Roma dejó escapar un grito desgarrador que resonó en el pequeño cuarto de la vieja granja.
Su teléfono, ahora en el suelo, mostraba una pantalla rota, reflejo de la tormenta que se desataba en su interior.
Hundió los puños contra el suelo de madera con una fuerza desesperada, como si con cada golpe intentara liberar la furia y la tristeza que la consumían. Las lágrimas caían con violencia, ardiendo en sus mejillas, mezclando dolor y rabia.

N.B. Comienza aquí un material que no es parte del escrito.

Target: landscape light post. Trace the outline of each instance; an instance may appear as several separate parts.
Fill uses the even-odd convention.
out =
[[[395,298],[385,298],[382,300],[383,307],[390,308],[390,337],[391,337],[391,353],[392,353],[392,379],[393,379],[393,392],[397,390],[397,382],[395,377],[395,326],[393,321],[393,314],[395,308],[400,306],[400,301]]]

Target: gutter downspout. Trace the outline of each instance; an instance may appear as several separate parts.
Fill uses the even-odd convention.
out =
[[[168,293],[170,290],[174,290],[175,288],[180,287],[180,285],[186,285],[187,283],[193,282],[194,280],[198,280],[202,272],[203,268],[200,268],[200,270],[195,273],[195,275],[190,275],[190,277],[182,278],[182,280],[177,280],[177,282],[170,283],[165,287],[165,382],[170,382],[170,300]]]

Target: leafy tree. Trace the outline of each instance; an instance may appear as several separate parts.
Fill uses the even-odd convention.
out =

—¡¿Cómo pueden decir eso?! —sollozó, con la voz quebrada—. ¿Cómo pudo negar que es tu padre, Benjamín? ¡Nunca estuve con otro hombre! ¡Nunca! ¡Siempre lo amé a él, solo a él! —Su voz se rompió aún más mientras las palabras se deshacían en el aire—. ¿Por qué me hace esto? ¿No es suficiente con haberme arrebatado todo? ¿Con dejarme muerta en vida sin mi hijo? ¡De verdad quiere destruirme por completo!
El peso de su propio lamento la aplastó, dejándola de rodillas en el suelo, abrazando la ausencia de su hijo como si pudiera tocarlo aún.